If I need to assume everything that my father had taken on, then I will for now. I'll take it on, and I promise to make it work. But I don't intend to leave it at that. I want you taking on the work that Harvey showed was possible to undertake, and to not only undertake it but develop it past the point where he was able to demonstrate it to us. There's lots more. But we can't do this unless we work through this loss.
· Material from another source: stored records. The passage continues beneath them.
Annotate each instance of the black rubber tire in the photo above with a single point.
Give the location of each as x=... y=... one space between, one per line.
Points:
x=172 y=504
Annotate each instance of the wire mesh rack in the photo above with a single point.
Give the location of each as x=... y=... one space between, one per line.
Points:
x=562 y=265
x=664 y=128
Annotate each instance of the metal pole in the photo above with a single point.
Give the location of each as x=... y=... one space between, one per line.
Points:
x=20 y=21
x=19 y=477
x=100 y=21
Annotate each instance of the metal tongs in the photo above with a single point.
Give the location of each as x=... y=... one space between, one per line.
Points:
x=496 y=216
Another place we need to work is on all of the unhappy things we hung on him (laughter); all of the things we worked on by being upset with him about them. It was part of his job. Anyone who's taken on leadership knows it's part of what happens to them. If you look like you can handle it, it can feel easier for me to work on some things if I blame you for them. Without that I can get confused enough to blame myself for them, and that doesn't work. If I can't get far enough out of the distress not to blame anybody, then the leader will do fine, and I can continue working on it. Lots of us have distresses that we've worked on this way, and blamed Harvey. Some of us took it seriously. Some of us knew better and did it anyway - because it worked. We put it aside when we needed to and went back to it when we couldn't figure out another way to work. We need to counsel and discharge on all of those places where we feel he made mistakes, all the places where it felt hard on us because we thought he made mistakes. Not that he didn't make mistakes, but that isn't the question here. The question is the way our distresses got caught and restimulated.

When we get tangled in our distresses around our mistakes or other people's mistakes, then we've got work to do. If we don't do it, those events remain confused in our minds, and we can't think, can't correct, and can't make things go better. Harvey played a big enough role that lots of us took advantage of it and attached our distresses to him so we could work on them. Well, you can still do that. It's fine to use him that way. Just don't confuse this counseling technique with reality. When somebody dies, everybody feels badly about using him or her that way. (laughter) He wouldn't mind. (more laughter)

You need to know that Harvey was pleased. There is never a good time to lose somebody. There is never a good time for someone's mind to stop functioning and to lose an intelligence in the world. Every single one is valuable. We don't ever want to lose any of them. It's a loss and sadness that he died. But he died at a moment when he had his best picture of what has been accomplished. It's very good he got that.

He understood that many people had worked very hard, and he saw what had been accomplished. He had just finished leading the week-long conference for Regional Reference Persons, International Liberation Reference Persons, and others, and it had gone beautifully. It had gone so beautifully that he had seen that it had gone beautifully.

He was happy about it. That was not an easy place for him - to have a sense that something had been accomplished which was not ever going to be lost. He saw that this set of ideas to which he had dedicated the last fifty years of his life were well-established beyond any chance of their disappearing.

I want to urge you to think about him, to think about what you knew about him, whether or not you had contact with him. Think about what you heard him say or what you read of his that changed something in your life. Also, look at all of your disappointments: the things you didn't get to, the things you wanted to do with him, the communication, the relationships, and all the things you were upset about with him. Counsel on those. If you don't work on those, not only will they interfere with this project, but guess who you'll hang them on next. (laughter)

Harvey Jackins' existence was a joy. It made possible things that will never be forgotten. It's a sad loss that we don't have him with us now, but it's not grim, it's not a catastrophe. It's a sad loss that he is gone, and it continues to be a great joy that he existed.

Tim Jackins
(From a talk at the Boston, Massachusetts, USA, Teachers' and Leaders' Workshop, September 1999.)